Hobbes
In the philosophy of Thomas Hobbes (Westport, Ireland, 1588 – Hardwick Hall, Great Britain, 1679) we find the coexistence of ideas that in my opinion are very mature, along with others that instead prove rather crude. Let’s start by knowing those ones that show maturity.
First of all, he is an anti-metaphysical. According to him, words are nothing more than human conventions, although he does not deny the possible existence of a supernatural world, which however must not be exploited to enslave people. He then warns us that there is no ultimate goal in present life: man never ceases to desire, even after having obtained what he wanted. The maximum of goods is progressing without impediment towards ever new ends. In an attempt to explain the structure of the world, he adopts the Cartesian rationalism; from here he deduces that there is no free will. The problems and contradictions arise when he establishes that even political questions must be faced with mathematical or geometric criteria, such as those of addition and subtraction. Here we come to the crudest ideas.

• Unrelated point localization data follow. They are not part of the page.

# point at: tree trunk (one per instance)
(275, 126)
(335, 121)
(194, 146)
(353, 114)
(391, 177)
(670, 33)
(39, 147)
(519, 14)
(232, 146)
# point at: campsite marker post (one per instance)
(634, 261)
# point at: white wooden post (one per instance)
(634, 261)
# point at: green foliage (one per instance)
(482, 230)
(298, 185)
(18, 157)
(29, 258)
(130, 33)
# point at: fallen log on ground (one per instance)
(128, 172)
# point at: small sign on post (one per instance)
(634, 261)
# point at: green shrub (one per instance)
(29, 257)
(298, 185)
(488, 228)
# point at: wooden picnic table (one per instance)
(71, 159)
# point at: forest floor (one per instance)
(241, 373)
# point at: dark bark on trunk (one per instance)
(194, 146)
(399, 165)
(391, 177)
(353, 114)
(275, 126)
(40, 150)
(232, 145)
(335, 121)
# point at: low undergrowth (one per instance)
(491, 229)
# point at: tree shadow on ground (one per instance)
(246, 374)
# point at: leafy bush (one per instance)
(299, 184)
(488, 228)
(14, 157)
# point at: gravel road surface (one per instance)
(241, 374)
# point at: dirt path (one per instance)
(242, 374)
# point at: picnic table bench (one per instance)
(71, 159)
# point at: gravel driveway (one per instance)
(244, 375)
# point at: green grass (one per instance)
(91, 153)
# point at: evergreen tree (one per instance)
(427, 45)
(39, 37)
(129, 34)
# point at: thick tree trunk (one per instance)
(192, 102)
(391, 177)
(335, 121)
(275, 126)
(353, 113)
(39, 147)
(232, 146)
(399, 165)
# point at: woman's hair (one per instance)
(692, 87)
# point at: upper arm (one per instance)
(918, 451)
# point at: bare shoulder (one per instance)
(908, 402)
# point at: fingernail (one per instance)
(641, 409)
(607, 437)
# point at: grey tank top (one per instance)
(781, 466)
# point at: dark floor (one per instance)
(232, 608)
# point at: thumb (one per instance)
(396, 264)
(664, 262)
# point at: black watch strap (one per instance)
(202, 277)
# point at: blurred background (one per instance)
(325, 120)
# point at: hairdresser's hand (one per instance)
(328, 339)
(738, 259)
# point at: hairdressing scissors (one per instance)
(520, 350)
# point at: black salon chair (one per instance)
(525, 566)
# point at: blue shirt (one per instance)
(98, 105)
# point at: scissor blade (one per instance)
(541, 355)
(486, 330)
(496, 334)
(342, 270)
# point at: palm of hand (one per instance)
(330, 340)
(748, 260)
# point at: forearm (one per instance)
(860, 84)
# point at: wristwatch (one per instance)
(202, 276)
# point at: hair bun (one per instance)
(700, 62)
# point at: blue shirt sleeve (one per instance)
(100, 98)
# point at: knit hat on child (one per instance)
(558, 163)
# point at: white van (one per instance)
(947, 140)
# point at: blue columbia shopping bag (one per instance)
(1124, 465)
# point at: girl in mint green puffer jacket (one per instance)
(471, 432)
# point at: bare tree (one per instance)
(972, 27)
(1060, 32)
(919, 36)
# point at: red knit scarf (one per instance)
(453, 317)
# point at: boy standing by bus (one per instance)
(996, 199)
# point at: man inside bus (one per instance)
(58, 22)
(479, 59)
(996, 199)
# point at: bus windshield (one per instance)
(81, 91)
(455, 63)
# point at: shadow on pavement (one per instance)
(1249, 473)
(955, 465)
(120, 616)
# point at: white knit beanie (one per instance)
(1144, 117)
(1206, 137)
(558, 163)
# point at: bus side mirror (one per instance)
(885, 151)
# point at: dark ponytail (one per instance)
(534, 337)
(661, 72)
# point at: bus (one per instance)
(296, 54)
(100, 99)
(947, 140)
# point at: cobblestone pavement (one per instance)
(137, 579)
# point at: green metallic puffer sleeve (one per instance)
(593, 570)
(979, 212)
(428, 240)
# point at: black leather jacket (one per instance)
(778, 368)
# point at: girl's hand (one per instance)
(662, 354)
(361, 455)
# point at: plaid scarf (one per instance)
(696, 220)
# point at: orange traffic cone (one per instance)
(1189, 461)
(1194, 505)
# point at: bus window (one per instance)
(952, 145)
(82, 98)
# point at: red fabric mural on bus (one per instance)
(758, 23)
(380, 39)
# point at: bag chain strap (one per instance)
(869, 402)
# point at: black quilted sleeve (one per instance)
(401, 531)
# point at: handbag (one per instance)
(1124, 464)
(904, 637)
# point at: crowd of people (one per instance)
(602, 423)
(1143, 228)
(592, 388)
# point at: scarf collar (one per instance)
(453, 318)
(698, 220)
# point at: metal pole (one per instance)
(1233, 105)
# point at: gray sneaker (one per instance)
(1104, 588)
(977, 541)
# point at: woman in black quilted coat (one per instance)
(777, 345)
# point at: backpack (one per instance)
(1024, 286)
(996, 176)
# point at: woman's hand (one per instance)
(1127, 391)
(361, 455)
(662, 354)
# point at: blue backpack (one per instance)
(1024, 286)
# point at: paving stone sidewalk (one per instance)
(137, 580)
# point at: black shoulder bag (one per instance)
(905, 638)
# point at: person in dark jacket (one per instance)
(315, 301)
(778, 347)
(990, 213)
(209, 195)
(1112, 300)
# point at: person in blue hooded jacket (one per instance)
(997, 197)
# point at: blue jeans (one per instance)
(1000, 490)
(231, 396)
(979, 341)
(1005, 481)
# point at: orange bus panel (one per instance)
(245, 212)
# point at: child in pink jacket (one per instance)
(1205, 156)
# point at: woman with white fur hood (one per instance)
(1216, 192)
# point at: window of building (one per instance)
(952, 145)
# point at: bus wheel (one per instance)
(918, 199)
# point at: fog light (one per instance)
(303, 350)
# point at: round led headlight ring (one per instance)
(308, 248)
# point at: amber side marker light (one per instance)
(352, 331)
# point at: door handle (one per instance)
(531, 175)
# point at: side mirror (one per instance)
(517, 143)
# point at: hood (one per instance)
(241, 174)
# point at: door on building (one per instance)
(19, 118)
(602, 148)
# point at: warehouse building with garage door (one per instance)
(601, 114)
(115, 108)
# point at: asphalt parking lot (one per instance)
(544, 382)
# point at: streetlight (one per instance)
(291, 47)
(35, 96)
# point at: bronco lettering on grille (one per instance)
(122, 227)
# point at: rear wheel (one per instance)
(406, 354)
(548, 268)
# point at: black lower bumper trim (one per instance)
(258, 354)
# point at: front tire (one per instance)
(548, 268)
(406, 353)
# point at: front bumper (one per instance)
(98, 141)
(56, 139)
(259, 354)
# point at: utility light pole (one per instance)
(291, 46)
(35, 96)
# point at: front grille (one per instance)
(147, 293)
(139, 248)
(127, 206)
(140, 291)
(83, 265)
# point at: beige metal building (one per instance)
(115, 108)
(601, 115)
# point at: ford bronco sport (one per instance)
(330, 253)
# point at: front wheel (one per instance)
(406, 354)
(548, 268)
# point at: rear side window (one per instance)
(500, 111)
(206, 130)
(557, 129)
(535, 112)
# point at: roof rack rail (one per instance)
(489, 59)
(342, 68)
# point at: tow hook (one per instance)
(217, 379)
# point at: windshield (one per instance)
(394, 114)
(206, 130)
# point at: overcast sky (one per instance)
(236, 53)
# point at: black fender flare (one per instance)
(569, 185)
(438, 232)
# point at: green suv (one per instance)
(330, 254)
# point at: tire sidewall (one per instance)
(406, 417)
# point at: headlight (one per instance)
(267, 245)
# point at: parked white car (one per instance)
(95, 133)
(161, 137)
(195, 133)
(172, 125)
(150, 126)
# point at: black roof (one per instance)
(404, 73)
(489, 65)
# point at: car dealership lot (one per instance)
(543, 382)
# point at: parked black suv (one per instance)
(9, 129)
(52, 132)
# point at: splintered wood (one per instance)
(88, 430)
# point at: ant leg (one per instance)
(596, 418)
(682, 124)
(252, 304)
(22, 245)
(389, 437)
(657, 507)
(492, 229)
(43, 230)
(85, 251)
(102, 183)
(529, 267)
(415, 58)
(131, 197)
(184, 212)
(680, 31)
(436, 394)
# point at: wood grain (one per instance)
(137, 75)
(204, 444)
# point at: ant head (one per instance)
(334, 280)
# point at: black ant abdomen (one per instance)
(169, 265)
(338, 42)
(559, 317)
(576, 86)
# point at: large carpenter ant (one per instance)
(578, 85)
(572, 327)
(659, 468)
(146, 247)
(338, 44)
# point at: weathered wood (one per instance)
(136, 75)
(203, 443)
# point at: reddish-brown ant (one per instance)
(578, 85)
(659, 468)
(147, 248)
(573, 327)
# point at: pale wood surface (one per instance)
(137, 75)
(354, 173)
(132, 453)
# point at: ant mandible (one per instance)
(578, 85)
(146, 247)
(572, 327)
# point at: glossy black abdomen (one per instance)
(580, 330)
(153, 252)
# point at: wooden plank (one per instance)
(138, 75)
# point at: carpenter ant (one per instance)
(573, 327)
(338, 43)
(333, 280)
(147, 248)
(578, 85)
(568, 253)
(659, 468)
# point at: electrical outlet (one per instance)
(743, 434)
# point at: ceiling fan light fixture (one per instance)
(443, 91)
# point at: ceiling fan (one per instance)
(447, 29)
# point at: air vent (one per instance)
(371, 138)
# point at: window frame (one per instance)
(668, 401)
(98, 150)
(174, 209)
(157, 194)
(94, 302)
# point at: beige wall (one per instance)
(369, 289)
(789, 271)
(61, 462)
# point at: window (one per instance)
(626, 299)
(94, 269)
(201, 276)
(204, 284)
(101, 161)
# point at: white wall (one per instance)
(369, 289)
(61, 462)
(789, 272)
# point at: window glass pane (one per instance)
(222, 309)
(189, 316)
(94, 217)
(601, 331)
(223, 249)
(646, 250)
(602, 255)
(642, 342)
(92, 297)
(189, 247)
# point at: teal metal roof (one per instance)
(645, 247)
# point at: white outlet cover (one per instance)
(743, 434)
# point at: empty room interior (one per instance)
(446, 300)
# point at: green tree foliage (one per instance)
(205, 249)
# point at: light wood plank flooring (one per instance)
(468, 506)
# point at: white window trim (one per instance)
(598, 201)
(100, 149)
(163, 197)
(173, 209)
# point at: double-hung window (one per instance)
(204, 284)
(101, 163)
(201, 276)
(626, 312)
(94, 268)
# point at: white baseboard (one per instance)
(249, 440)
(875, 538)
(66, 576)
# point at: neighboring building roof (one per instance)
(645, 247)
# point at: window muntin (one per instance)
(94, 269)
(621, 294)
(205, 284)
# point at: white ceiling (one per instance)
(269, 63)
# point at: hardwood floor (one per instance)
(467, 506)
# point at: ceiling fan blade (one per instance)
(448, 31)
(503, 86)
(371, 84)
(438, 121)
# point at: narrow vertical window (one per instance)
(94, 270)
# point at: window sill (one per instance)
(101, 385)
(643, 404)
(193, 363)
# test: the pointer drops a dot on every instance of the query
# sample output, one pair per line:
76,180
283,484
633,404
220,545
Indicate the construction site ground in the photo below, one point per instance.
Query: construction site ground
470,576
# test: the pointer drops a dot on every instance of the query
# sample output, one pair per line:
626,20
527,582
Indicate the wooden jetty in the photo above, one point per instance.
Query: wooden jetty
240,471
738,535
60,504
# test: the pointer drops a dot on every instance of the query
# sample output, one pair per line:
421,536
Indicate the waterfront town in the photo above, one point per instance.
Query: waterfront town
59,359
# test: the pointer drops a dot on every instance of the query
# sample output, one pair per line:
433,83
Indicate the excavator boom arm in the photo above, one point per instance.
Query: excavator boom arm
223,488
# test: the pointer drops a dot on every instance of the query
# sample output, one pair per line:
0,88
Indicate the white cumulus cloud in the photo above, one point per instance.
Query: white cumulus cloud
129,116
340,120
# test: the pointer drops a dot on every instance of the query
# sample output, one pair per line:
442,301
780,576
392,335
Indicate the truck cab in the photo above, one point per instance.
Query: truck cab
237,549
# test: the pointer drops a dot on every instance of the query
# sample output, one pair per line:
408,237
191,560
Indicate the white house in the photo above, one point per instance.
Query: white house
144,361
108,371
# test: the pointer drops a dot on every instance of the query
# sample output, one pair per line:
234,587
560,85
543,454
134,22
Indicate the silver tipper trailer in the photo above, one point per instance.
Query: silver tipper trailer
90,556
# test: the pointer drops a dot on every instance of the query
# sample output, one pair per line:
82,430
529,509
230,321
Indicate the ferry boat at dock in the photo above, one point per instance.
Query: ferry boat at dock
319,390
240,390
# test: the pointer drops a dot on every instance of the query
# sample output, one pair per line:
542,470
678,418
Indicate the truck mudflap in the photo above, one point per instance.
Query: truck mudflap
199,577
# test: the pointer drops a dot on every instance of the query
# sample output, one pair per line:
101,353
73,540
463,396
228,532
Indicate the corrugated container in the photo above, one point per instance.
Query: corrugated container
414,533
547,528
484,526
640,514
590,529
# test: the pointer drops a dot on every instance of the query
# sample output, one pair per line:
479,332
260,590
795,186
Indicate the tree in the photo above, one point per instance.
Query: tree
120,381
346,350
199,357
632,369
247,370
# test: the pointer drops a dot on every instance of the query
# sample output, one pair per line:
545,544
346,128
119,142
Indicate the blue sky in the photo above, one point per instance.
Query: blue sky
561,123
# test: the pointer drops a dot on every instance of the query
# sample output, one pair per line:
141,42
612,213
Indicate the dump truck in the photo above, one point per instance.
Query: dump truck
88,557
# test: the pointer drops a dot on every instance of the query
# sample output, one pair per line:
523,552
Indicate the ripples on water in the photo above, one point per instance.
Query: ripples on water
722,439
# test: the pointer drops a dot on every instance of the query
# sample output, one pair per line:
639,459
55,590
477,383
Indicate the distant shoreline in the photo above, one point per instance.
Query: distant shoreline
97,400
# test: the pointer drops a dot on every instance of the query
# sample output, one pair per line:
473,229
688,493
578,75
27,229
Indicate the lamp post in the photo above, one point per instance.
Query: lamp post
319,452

His affirmation, taken up by Plautus (250-184 BC), homo homini lupus, which means that every man is a wolf towards the other man, is famous; man is fundamentally bad, selfish, prone to make war against the others. Here Hobbes resembles Machiavelli. But this is due, according to Hobbes, not to a mischievousness of a responsible soul, but to the structure with which we are formed. It is therefore not something about which we can be blamed, but precisely our constitutive being. From this conception, he states that the only way to make a state formed by wolves is to apply the most exaggerated absolutism; for example, according to Hobbes, the absolute monarch or emperor must not only have full powers, but must not be obliged to observe any law, to which citizens must instead submit; he must not be prosecutable; things are good or bad not depending on how they are evaluated, but simply based on how the sovereign has decided; since he has power over everything, he must also have power over the Church and will also decide how we will have to interpret any word of the Bible. Thanks to this totality of powers, according to Hobbes, all disputes, discords will be eliminated from the state and finally peace will reign. This is the “social pact” in Hobbes’ philosophy: it consists in the subjects’ decision to submit to the absolute sovereign, who however will be above that pact. Actually, Hobbes also lists 20 rules, which he calls “laws of nature”, which express common sense and a pursuit of respect; however, it is precisely for this reason that his thought is in many ways also contradictory.